I use both millers and mpixpro.


----------



## Studio7Four (Dec 14, 2010)

I use Adorama.com and have been very happy with them.


----------



## Big Mike (Dec 14, 2010)

> I recently ordered a 16x20 from snapfish, and it was way off in colors. From what I hear, that is not unusual. For snapfish edits the colors of your photos after you send them to them, and they don't have color profiles for you to download. I did some searching on google for a good online photo lab to order prints from, and found a site highly recommended by almost everyone on this forum. However, it was in the UK and didn't ship to the US. They had a profile for lightroom so you could see what your image would look like when printed. Is there any good (and cheap) online photo lab in the US (or that ships here) that gives color profiles and doesn't edit your art? thanks.


Firstly, are you working on a calibrated screen/system?  If your screen isn't properly calibrated, you really can't know if the problem is on your end or the lab etc.  

A lot of people use and recommend MPIX.com, check them out.


----------



## KmH (Dec 14, 2010)

As Mike points out, if you don't have a color-managed workflow for preparing your images for printing, it's a crap shoot, because your end of the deal is not controlled.

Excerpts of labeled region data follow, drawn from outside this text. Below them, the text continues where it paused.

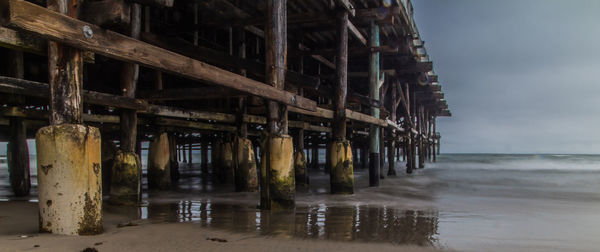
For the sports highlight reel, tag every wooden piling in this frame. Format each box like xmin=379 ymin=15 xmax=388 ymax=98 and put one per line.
xmin=6 ymin=50 xmax=31 ymax=197
xmin=110 ymin=3 xmax=142 ymax=205
xmin=328 ymin=11 xmax=354 ymax=194
xmin=148 ymin=132 xmax=172 ymax=190
xmin=369 ymin=21 xmax=380 ymax=187
xmin=294 ymin=129 xmax=308 ymax=190
xmin=6 ymin=117 xmax=31 ymax=197
xmin=36 ymin=0 xmax=102 ymax=235
xmin=261 ymin=0 xmax=296 ymax=209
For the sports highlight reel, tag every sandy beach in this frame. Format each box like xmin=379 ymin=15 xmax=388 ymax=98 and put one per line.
xmin=0 ymin=155 xmax=600 ymax=251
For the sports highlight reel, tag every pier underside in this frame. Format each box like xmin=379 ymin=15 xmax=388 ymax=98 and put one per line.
xmin=0 ymin=0 xmax=450 ymax=234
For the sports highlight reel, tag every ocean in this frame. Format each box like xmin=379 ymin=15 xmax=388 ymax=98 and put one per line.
xmin=0 ymin=154 xmax=600 ymax=251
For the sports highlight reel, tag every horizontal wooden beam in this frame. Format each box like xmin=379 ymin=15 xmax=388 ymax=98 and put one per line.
xmin=335 ymin=0 xmax=356 ymax=17
xmin=0 ymin=76 xmax=333 ymax=132
xmin=348 ymin=20 xmax=367 ymax=46
xmin=141 ymin=32 xmax=320 ymax=89
xmin=130 ymin=0 xmax=175 ymax=7
xmin=137 ymin=87 xmax=243 ymax=101
xmin=0 ymin=26 xmax=94 ymax=63
xmin=0 ymin=0 xmax=316 ymax=111
xmin=0 ymin=76 xmax=148 ymax=110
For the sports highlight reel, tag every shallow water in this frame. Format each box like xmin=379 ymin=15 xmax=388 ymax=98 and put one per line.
xmin=0 ymin=154 xmax=600 ymax=251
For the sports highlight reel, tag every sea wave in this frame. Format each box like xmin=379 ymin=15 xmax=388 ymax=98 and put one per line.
xmin=431 ymin=154 xmax=600 ymax=172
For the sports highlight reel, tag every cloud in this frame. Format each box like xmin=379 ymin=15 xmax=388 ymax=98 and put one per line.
xmin=413 ymin=0 xmax=600 ymax=153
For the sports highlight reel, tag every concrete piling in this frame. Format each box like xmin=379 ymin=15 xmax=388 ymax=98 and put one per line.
xmin=261 ymin=135 xmax=296 ymax=210
xmin=36 ymin=124 xmax=103 ymax=235
xmin=148 ymin=132 xmax=171 ymax=190
xmin=330 ymin=140 xmax=354 ymax=194
xmin=234 ymin=137 xmax=258 ymax=192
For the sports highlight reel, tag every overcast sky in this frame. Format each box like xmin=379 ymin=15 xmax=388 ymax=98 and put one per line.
xmin=413 ymin=0 xmax=600 ymax=153
xmin=0 ymin=0 xmax=600 ymax=154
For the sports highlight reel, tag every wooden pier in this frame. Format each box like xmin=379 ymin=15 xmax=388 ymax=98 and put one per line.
xmin=0 ymin=0 xmax=451 ymax=234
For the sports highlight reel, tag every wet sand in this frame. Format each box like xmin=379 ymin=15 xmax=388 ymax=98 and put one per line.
xmin=0 ymin=153 xmax=600 ymax=251
xmin=0 ymin=202 xmax=438 ymax=252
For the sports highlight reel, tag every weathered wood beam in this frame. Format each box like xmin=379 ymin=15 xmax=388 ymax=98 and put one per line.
xmin=348 ymin=20 xmax=367 ymax=46
xmin=0 ymin=76 xmax=386 ymax=127
xmin=119 ymin=3 xmax=142 ymax=153
xmin=369 ymin=21 xmax=380 ymax=187
xmin=138 ymin=87 xmax=244 ymax=101
xmin=332 ymin=11 xmax=349 ymax=141
xmin=265 ymin=0 xmax=288 ymax=135
xmin=0 ymin=26 xmax=94 ymax=63
xmin=335 ymin=0 xmax=356 ymax=16
xmin=291 ymin=45 xmax=399 ymax=57
xmin=130 ymin=0 xmax=175 ymax=7
xmin=0 ymin=76 xmax=148 ymax=110
xmin=81 ymin=0 xmax=131 ymax=27
xmin=141 ymin=33 xmax=320 ymax=89
xmin=47 ymin=0 xmax=83 ymax=125
xmin=0 ymin=0 xmax=316 ymax=111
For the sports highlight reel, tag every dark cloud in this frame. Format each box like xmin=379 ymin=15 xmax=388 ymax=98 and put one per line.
xmin=413 ymin=0 xmax=600 ymax=153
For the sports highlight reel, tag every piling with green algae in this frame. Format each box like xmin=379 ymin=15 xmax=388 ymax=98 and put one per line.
xmin=261 ymin=135 xmax=296 ymax=210
xmin=110 ymin=150 xmax=142 ymax=205
xmin=234 ymin=137 xmax=258 ymax=192
xmin=148 ymin=132 xmax=171 ymax=190
xmin=36 ymin=124 xmax=102 ymax=235
xmin=216 ymin=142 xmax=234 ymax=184
xmin=330 ymin=140 xmax=354 ymax=194
xmin=294 ymin=150 xmax=308 ymax=187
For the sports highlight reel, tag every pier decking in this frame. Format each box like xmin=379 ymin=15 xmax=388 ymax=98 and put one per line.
xmin=0 ymin=0 xmax=451 ymax=234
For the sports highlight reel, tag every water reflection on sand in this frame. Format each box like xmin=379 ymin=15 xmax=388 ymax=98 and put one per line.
xmin=138 ymin=200 xmax=438 ymax=245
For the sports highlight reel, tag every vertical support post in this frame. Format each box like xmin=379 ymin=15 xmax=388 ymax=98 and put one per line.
xmin=369 ymin=20 xmax=380 ymax=186
xmin=312 ymin=141 xmax=319 ymax=170
xmin=148 ymin=132 xmax=174 ymax=190
xmin=110 ymin=3 xmax=142 ymax=205
xmin=36 ymin=0 xmax=102 ymax=235
xmin=418 ymin=105 xmax=425 ymax=169
xmin=294 ymin=128 xmax=308 ymax=190
xmin=200 ymin=137 xmax=208 ymax=170
xmin=379 ymin=127 xmax=386 ymax=176
xmin=6 ymin=50 xmax=31 ymax=197
xmin=188 ymin=141 xmax=193 ymax=165
xmin=181 ymin=141 xmax=187 ymax=163
xmin=431 ymin=116 xmax=440 ymax=162
xmin=329 ymin=10 xmax=354 ymax=194
xmin=232 ymin=27 xmax=258 ymax=192
xmin=388 ymin=80 xmax=399 ymax=176
xmin=404 ymin=83 xmax=415 ymax=174
xmin=167 ymin=132 xmax=179 ymax=182
xmin=261 ymin=0 xmax=296 ymax=209
xmin=294 ymin=56 xmax=308 ymax=190
xmin=6 ymin=117 xmax=31 ymax=197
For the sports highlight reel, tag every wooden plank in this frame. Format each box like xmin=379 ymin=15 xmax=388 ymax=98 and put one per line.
xmin=0 ymin=26 xmax=95 ymax=63
xmin=138 ymin=87 xmax=244 ymax=101
xmin=348 ymin=20 xmax=367 ymax=46
xmin=0 ymin=76 xmax=148 ymax=110
xmin=0 ymin=0 xmax=316 ymax=111
xmin=145 ymin=105 xmax=236 ymax=123
xmin=335 ymin=0 xmax=356 ymax=17
xmin=119 ymin=3 xmax=142 ymax=153
xmin=332 ymin=11 xmax=350 ymax=141
xmin=130 ymin=0 xmax=175 ymax=7
xmin=155 ymin=117 xmax=237 ymax=132
xmin=265 ymin=0 xmax=288 ymax=135
xmin=141 ymin=33 xmax=320 ymax=91
xmin=47 ymin=0 xmax=83 ymax=125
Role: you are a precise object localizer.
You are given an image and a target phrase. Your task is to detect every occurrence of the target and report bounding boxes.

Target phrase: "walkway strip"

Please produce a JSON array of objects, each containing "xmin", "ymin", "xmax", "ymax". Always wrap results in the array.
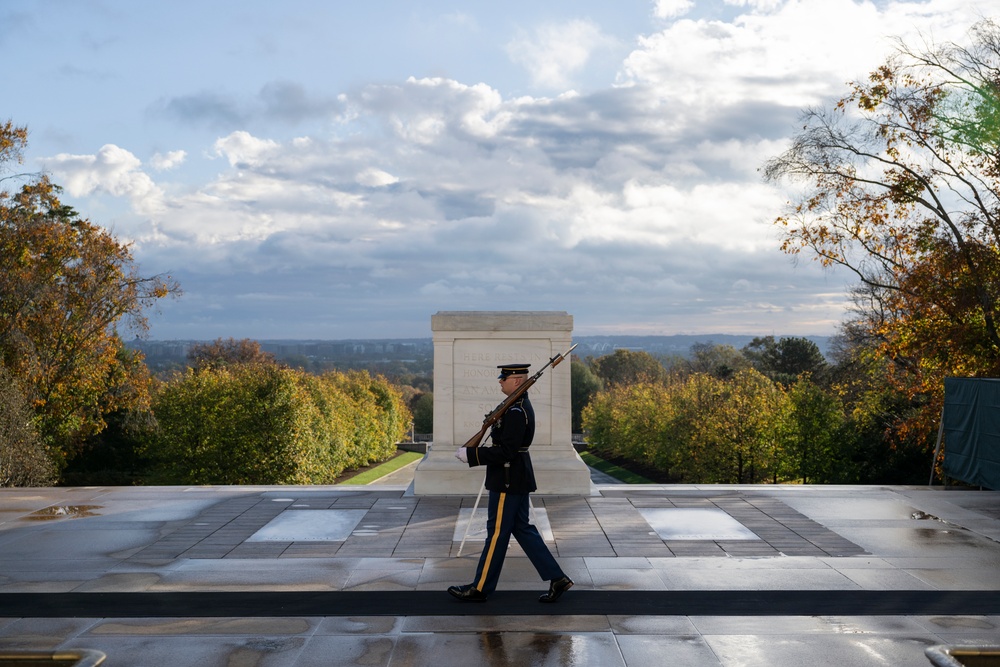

Many people getting prints made don't realize there are 2 very different processes by which photographic prints are made:

chromogenic prints
inkjet prints


----------



## JacobGriz (Dec 16, 2010)

yea i don't have the money to get a hardware calibration device, so I'll just use the 5 test prints at whcc


----------



## flightless_beaker (Dec 16, 2010)

KmH said:


> As Mike points out, if you don't have a color-managed workflow for preparing your images for printing, it's a crap shoot, because your end of the deal is not controlled.
> 
> Many people getting prints made don't realize there are 2 very different processes by which photographic prints are made:
> 
> ...



One thing I will not do when printing is using inkjet printers. I use them when I'm editing sometimes when making prints to kind of gauge on paper form if there is something else i need to fix in editing. Sometimes I see something when its printed that I didn't catch on the computer. I take the colors worth a grain of salt because they have always been off with my printer. I have never been satisfied with an inkjet. I always go to a lab to get any final prints made and I found one around me after much shopping around to find one that I am totally satisfied with. And honestly prints are cheap. For .29 cents for a 4x6 just check out a few places, compare because you will always see some differences when they are side by side. Just gotta find the place that works for you.


----------